Vol.2 Levelised Unit Electricity Cost of Wind Power and Alternate Technologies Table of Contents Vol. II
Vol.3 Integrating Wind Power into Electricity Systems: Issues and Challenges Table of Contents Vol. III
In recent years increasing world-wide awareness and concern over air quality has created a move towards more environmentally friendly electricity generation sources such as wind power. In keeping with this broader global trend, interest in renewable sources of energy for electricity generation is growing across Canada, as provinces seek clean and cost effective alternatives to traditional generation from fossil fuels.
Wind power is one of the fastest growing energy sectors in the world, with annual growth rates averaging more then 25 percent for over a decade. In fact, Canada became only the twelfth country in the world to have installed capacity of wind power of more than 1000 MW (1 GW) last year. This growth is fueled by a combination of (a) cost reductions from economies of scale and technology alliances, (b) increased demand for emissions-free electricity, and (c) higher prices of alternate energy sources.

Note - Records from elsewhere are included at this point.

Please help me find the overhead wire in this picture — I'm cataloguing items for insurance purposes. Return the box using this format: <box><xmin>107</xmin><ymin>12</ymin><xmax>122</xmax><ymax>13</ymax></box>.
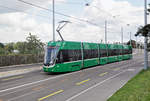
<box><xmin>18</xmin><ymin>0</ymin><xmax>98</xmax><ymax>26</ymax></box>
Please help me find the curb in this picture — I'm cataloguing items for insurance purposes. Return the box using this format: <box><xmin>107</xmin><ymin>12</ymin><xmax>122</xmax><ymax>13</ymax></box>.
<box><xmin>0</xmin><ymin>63</ymin><xmax>43</xmax><ymax>69</ymax></box>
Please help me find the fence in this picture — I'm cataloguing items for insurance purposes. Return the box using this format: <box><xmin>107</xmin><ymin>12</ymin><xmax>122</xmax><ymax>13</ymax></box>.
<box><xmin>0</xmin><ymin>54</ymin><xmax>44</xmax><ymax>66</ymax></box>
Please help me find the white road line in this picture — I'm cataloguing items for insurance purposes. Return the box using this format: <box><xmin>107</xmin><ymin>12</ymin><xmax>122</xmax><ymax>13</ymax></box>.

The development of wind power offers significant opportunities, as Canadians—individually and at all levels of government—make sustainable development and a clean environment a much higher priority. The quality of wind resources is specific to each location, and large-scale wind farms in Canada are only a recent phenomenon. The costs/benefits of wind power have yet to be fully defined. This CERI study provides a much-needed objective, independent and reliable assessment of the issues, examining the role of wind power development in Canada’s energy mix, and identifying the key costs and economics issues critical to understanding wind power as a viable alternative renewable energy source.
Did you know…?
The AESO has received expressions of interest in wind power totaling over 3000 MW? Some wind regimes in Alberta are cost competitive with Natural Gas?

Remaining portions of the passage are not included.